11 February 2018

The Lament of the U.S. National Defence Strategy

By Mike Scrafton

The U.S. national defence strategy exudes more than a wistful sense of loss and more than regret at the inability of U.S. economic and military power to sustain its hegemony. It’s a lashing out at and resentment of the fact that, perversely, the preponderant power it wielded over the past six decades has led to the rise of strategic rivals.

A longing for what is irreversibly passing isn’t a sound basis for strategic assessment. Building a policy on an attempt to regain lost influence is a mistake. Halting the retreat from postwar primacy is at the heart of the strategy. ‘Failure to meet our defense objectives will result in decreasing U.S. global influence, eroding cohesion among allies and partners.’

China is depicted as an adversary in this environment. The strategy laments the ‘increased global disorder, characterized by decline in the long-standing rules-based international order’. And it says that China is now undermining the international order ‘from within the system by exploiting its benefits while simultaneously undercutting its principles’. But this interpretation fails to recognise the growing number of other, and possibly more consequential, factors at work—including the Trump administration itself.

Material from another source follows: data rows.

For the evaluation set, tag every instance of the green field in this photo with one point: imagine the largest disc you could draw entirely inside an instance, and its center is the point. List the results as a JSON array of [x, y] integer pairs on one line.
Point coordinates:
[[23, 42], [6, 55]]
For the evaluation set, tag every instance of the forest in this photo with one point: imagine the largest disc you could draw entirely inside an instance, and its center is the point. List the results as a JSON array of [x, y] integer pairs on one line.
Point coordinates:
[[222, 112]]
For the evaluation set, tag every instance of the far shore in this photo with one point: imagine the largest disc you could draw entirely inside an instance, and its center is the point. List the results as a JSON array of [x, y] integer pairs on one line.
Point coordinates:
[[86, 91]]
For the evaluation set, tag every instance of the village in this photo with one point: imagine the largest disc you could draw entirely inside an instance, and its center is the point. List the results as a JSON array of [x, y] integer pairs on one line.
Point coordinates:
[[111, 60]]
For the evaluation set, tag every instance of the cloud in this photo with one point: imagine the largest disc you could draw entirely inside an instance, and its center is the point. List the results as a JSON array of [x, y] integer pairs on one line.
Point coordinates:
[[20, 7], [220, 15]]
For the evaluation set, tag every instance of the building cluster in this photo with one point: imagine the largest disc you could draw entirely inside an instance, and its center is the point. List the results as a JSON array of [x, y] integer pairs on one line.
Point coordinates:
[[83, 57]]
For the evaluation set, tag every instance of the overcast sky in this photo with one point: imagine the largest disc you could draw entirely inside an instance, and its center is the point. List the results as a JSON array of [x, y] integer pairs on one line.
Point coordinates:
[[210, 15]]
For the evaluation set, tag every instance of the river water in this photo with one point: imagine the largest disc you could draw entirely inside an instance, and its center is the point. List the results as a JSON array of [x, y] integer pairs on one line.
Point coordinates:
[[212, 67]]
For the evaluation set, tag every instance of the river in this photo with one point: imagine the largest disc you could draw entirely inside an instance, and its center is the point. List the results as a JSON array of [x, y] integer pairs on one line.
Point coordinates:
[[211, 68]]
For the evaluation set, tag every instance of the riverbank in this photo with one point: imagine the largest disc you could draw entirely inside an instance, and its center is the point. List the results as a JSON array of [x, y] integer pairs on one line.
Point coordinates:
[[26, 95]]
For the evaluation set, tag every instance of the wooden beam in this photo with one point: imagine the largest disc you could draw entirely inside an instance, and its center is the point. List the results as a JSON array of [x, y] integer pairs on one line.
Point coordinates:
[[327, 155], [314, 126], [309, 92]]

One of those key factors is the failure of the liberal international order to deliver better wealth equality, job security and wages growth to many citizens. In Europe, in particular, the obvious waning of state sovereignty and the perceived erosion of local cultural values and norms have given rise to nativism, nationalism and far-right ideologies that are antithetical to liberal values and the globalised world. Brexit is just one example.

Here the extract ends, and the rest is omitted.